I get it. Violence is ugly and something we would rather not deal with. However the ugly truth is violence exists, has always, will always, and the simple fact that the more you know about it the more you can contend with it (including avoiding it and not becoming a victim of it), the better off you’ll be. Again, knowledge is power.
Wim continues discussion of how we got to this point, because it wasn’t very long ago that one was actually expected to know how to fight and how to contend with violence. That doesn’t mean you’re out to start it, but it does mean you know how to deal with it when it crosses your path.
Now granted, that we’ve reduced a “need” for violence in society shows progress. We have become more peaceful, more civil. This is actually a good sign. However the converse is that it comes at the expense of ignorance. And if we continue to be ignorant, then we will eventually fall victim. All progress toward our “peaceful societal growth” stops and likely regresses.
Wim presents a perfect example of this ignorance, of this regression.
Have you see that cell phone case that looks like a gun? If not, click through to Wim’s article to see it.
It’s not just stupid, it’s dangerous and likely going to get the owner in trouble (or even killed).

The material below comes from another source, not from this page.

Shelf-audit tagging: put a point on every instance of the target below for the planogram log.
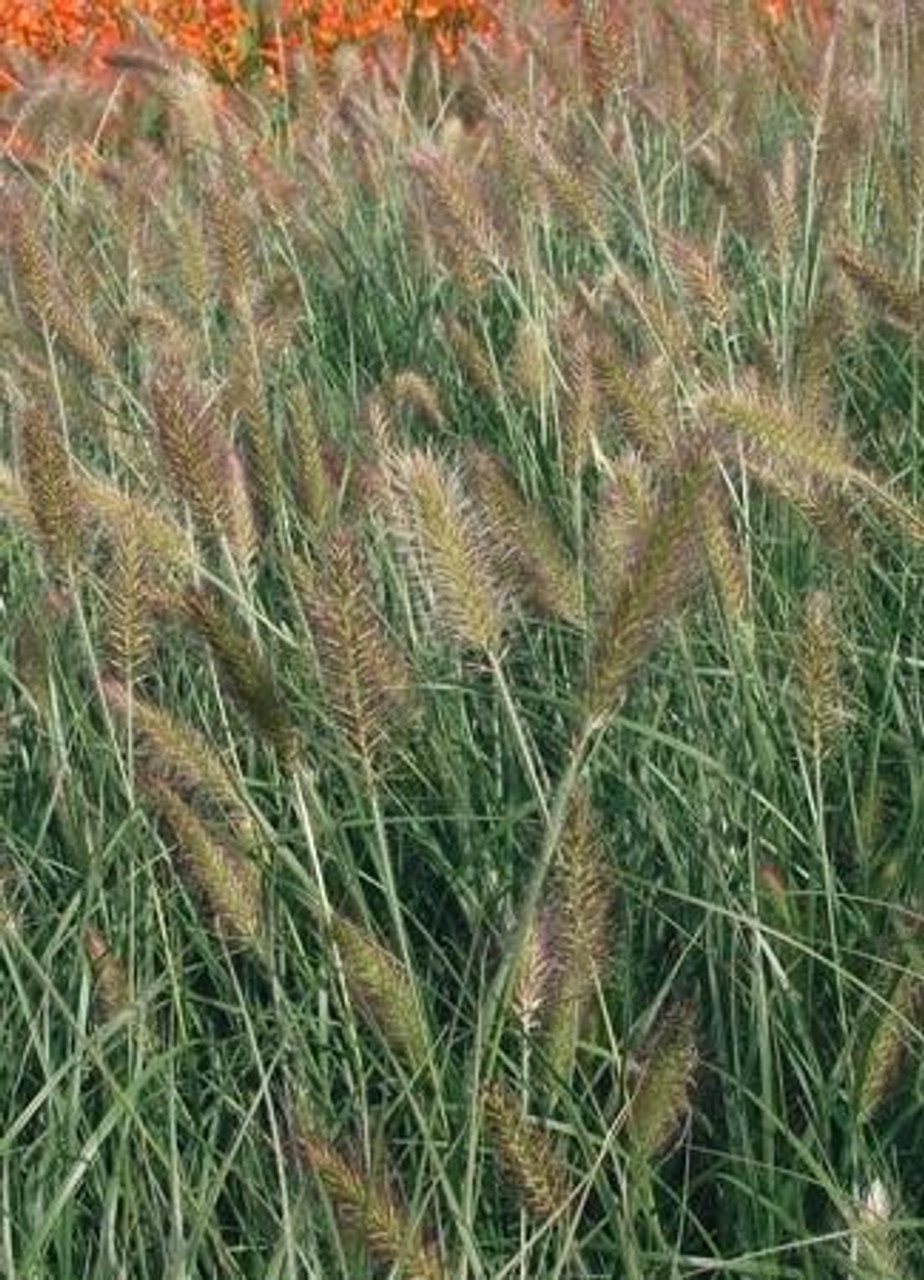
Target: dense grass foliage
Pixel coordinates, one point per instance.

Does that mean you have to let everything slide? No, of course not. Some things are worth fighting and dying for. But a truckload of things are not and in this age of social justice warriors and internet wisdom, that seems to have been lost. When it comes to violence, common sense is dying at an ever increasing rate. When you look at the comments on the internet about this cellphone case, the “it’s my right!” crowd is extremely well represented. Contrast that with those in law enforcement, the military and the other professions where violence is a daily occurrence: they all see what a potential for disaster this case is.

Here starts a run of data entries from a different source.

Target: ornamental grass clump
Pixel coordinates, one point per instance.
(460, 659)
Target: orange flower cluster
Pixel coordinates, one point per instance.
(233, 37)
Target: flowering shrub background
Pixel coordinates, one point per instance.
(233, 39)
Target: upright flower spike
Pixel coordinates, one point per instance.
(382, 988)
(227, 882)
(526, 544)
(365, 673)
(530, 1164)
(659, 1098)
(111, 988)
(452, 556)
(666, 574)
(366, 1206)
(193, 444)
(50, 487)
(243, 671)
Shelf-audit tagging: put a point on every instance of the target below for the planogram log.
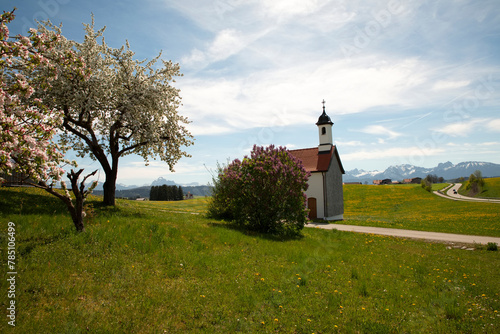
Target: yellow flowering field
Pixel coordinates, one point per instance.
(157, 267)
(411, 207)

If you don’t understand why this case is a bad idea, I’ll be happy to inform you.
If after that you still wish to carry such a case, you’re welcome to. You just cannot be surprised if you suffer the consequences of your poor choice.
And the death of accepting responsibility for yourself (and your poor choices) is also happening, but that’s another discussion.
It is important for us to understand violence. It’s like anything else in this world: the more we can know about it, the more we can understand it, the more we can make rational and reasoned choices and decisions regarding matters involving it. That doesn’t make you a bad person, that doesn’t mean you’ll be a dangerous person, that doesn’t mean you will go on a killing spree. No, it just means you’re an educated person, and that ought to help make the world a bit better.